La metáfora organicista de Spencer sirve al sociólogo del presente para estudiar los síntomas de debilidad patentes en las democracias occidentales
Abel Ros
miércoles, 24 de julio de 2013, 07:15 h (CET)
En días como hoy, la corrupción y la prostitución de las teorías ilustradas, invitan al doctor de lo social a reflexionar sobre el devenir del cáncer que padece el paciente institucional. La militancia de Pérez de los Cobos – presidente del Tribunal Constitucional - en el Partido Popular rompe los cartílagos que separan la cocina legal de la sala comensal. La ideología manifiesta por el portador de la toga sitúa al Estado de Derecho en las orillas de la subjetividad. Orillas surcadas por los mismos ríos neoliberales que desembocan, día tras día, en los mares de la Moncloa. 

Si Montesquieu levantara la cabeza – decía esta mañana el gato de la almohada – y viese el cómo ha quedado en la praxis los mimbres de su pensamiento, pondría - sin lugar a dudas - el grito en el cielo por esta mentira, a la que unos llaman democracia y otros dictadura.
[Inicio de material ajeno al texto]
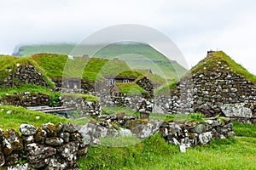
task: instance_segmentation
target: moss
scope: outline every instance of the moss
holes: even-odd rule
[[[116,86],[119,88],[121,91],[121,94],[148,94],[148,92],[142,88],[140,86],[138,86],[136,83],[131,82],[131,83],[116,83]]]
[[[212,52],[204,60],[199,62],[195,66],[191,69],[191,72],[203,72],[205,63],[208,70],[212,70],[216,67],[218,62],[221,62],[224,65],[229,65],[236,73],[244,76],[247,80],[256,83],[256,76],[247,71],[242,65],[237,64],[230,56],[224,54],[223,51]],[[191,73],[190,72],[190,73]]]
[[[169,93],[177,88],[177,80],[172,80],[171,82],[166,83],[154,90],[156,95],[169,94]]]

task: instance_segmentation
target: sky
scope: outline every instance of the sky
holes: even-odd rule
[[[171,38],[189,67],[223,50],[256,74],[253,0],[0,0],[0,54],[18,45],[79,43],[120,24],[152,27]]]

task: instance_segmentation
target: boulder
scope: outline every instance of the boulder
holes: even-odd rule
[[[27,161],[36,168],[48,165],[50,158],[56,154],[56,150],[44,144],[30,144],[26,145]]]
[[[159,120],[150,120],[140,124],[131,129],[139,139],[146,139],[159,132],[162,122]]]

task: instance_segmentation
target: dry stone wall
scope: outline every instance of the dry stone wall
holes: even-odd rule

Es aberrante, por no poner un calificativo más dañino, que el guardián de nuestra Carta Magna vele por la constitucionalidad del ordenamiento jurídico desde una posición manifiesta de parcialidad ideológica. Es aberrante, decía, porque el Alto Tribunal – paralelo a la pirámide judicial – no debería, por cuestiones éticas, controlar la savia del árbol legal sin los guantes de podar.

Así las cosas, el control constitucional ha quedado demostrado que pasa por el filtro sesgado del ojo ideológico de algunos. La justicia sin valores o, mejor dicho, desprovista de subjetividades no está garantizada con estas prácticas judiciales. No lo está, decía, mientras existan, en el Estado de Derecho, togas manchadas con ácidos políticos y cuotas de partido. A día de hoy, la inhabilitación de Garzón, la sentencia de Otegi y 40 sentencias más, dictadas por este señor, carecen de las garantías éticas suficientes de un fallo imparcial en un ordenamiento democrático. Las líneas ideológicas del Partido Popular en cuanto a materia antiterrorista y la aversión manifiesta contra Baltasar por parte de la derecha, ponen en evidencia el olor a malas hierbas que subyace en los veredictos de Cobos. 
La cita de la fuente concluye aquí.